You don't have to use Haggerty to insure your car. Most of the general insurance companies will insure it also. As Tom Bryant noted, you'll want to do it for Agreed Value. Otherwise, the car gets blue book value and that is essentially Zero.

As for keeping the original parts, I'd ditch 'em. You story sounds nearly identical to mine, from the original purchase, upgrades, accident, rebuild, etc, and now "many moons later", reflecting on the Lessons Learned and what to do with the original parts. This is where my opinion differs from Tom's. If you have no personal attachment to the original stuff, get rid of it, unless you have plenty of space to store it all. With all the work you've done on your car, it's value "as is" is specific to you. No one in the future is going to buy your car with the intent of putting it back to stock. You have customized your car for you. You didn't buy your car to resell it. You didn't buy your car to store it in pristine condition for the next buyer. If someone really wants an original 1975 Corvette with all original pieces, they are going to find that car. You said the same thing...Find the car you really want and buy that one; not one that is close-but-not-quite. If someone buys your car, it's going to be because they like what you've done to it, or maybe they are going to make their own modifications to it and don't mind modding a car that's already far from original. You car may have a good base for them to expand on it.
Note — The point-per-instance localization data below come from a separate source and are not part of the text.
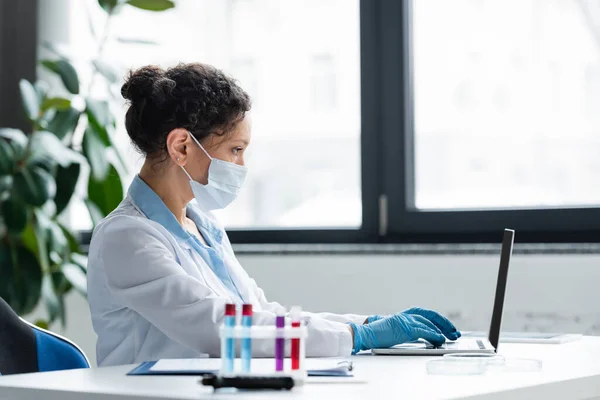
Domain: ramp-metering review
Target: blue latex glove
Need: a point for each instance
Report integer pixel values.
(407, 326)
(441, 322)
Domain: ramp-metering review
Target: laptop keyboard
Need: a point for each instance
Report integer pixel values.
(465, 345)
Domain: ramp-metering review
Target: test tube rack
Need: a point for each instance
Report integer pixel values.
(260, 333)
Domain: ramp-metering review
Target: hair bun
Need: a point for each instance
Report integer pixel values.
(140, 83)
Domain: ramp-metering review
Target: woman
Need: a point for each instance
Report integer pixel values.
(161, 268)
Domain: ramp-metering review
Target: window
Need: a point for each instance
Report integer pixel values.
(500, 115)
(305, 157)
(400, 120)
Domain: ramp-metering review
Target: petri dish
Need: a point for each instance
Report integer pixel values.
(456, 366)
(485, 358)
(519, 365)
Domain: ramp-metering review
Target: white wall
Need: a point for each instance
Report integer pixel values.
(545, 292)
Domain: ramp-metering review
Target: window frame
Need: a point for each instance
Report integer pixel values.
(389, 214)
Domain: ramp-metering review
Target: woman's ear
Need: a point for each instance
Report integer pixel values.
(177, 142)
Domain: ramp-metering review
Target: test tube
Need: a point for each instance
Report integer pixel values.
(229, 322)
(279, 342)
(295, 313)
(247, 340)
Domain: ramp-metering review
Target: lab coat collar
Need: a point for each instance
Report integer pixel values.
(155, 209)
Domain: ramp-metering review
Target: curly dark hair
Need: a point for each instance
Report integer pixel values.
(196, 97)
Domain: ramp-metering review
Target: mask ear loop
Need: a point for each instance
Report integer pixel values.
(198, 143)
(186, 173)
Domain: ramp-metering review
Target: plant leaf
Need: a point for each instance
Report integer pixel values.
(76, 277)
(64, 122)
(15, 215)
(152, 5)
(27, 280)
(107, 193)
(41, 90)
(28, 238)
(136, 41)
(59, 50)
(57, 103)
(66, 180)
(99, 117)
(5, 183)
(7, 158)
(30, 99)
(95, 213)
(80, 260)
(58, 240)
(45, 143)
(95, 151)
(73, 243)
(107, 70)
(17, 140)
(51, 299)
(67, 73)
(34, 185)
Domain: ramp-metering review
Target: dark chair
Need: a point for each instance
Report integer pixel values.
(25, 347)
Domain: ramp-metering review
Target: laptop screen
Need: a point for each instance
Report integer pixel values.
(506, 252)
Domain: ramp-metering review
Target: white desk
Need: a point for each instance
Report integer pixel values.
(570, 371)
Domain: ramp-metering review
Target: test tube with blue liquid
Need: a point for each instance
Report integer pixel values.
(228, 345)
(279, 342)
(246, 352)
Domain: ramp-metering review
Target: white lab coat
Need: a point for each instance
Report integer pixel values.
(152, 296)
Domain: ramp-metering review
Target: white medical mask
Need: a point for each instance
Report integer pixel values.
(225, 179)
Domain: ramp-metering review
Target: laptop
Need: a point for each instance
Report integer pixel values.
(464, 344)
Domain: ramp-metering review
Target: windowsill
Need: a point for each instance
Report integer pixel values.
(413, 249)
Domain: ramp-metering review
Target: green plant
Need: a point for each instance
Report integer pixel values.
(71, 143)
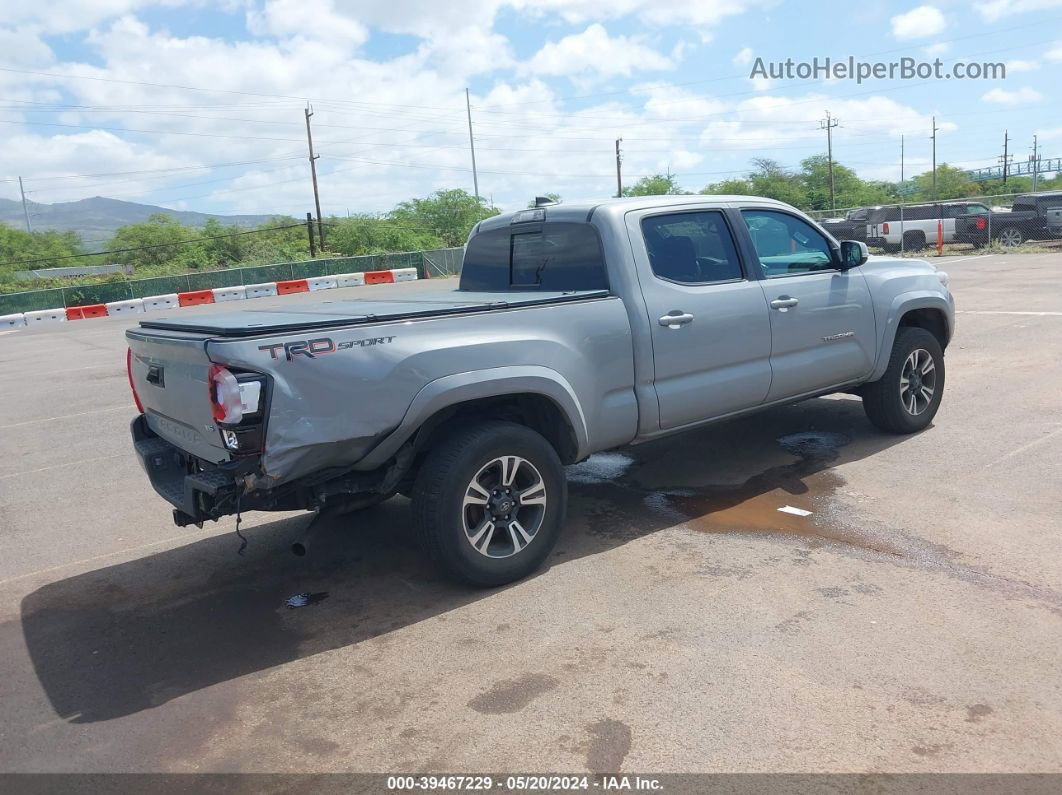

Coincidentally, I just tossed into the trash a bunch of my emissions and cruise control stuff. I had been holding on to the OEM stuff for over 20 years. The ROI on my time to clean the stuff up, advertise it (where?), deal with haggling, shipping, and everything else in between simply wasn't worth it. What could it possibly be worth compared to someone that is restoring their 1975 or 1980 Corvette? They don't want old dirty stuff. They are going to pop for new and/or excellent condition originals from any number of vendors that specialize in that type of product.
I had the same conclusion many years ago when it came to my original L48 and TH350. I spent more money keeping it in storage than what it was worth. Eventually I came to that realization and sold it. I've never regretted that decision. I don't regret tossing all the old emissions and cruise control stuff. It was old & rotting. It wasn't worth my time nor effort to hold on to it any more.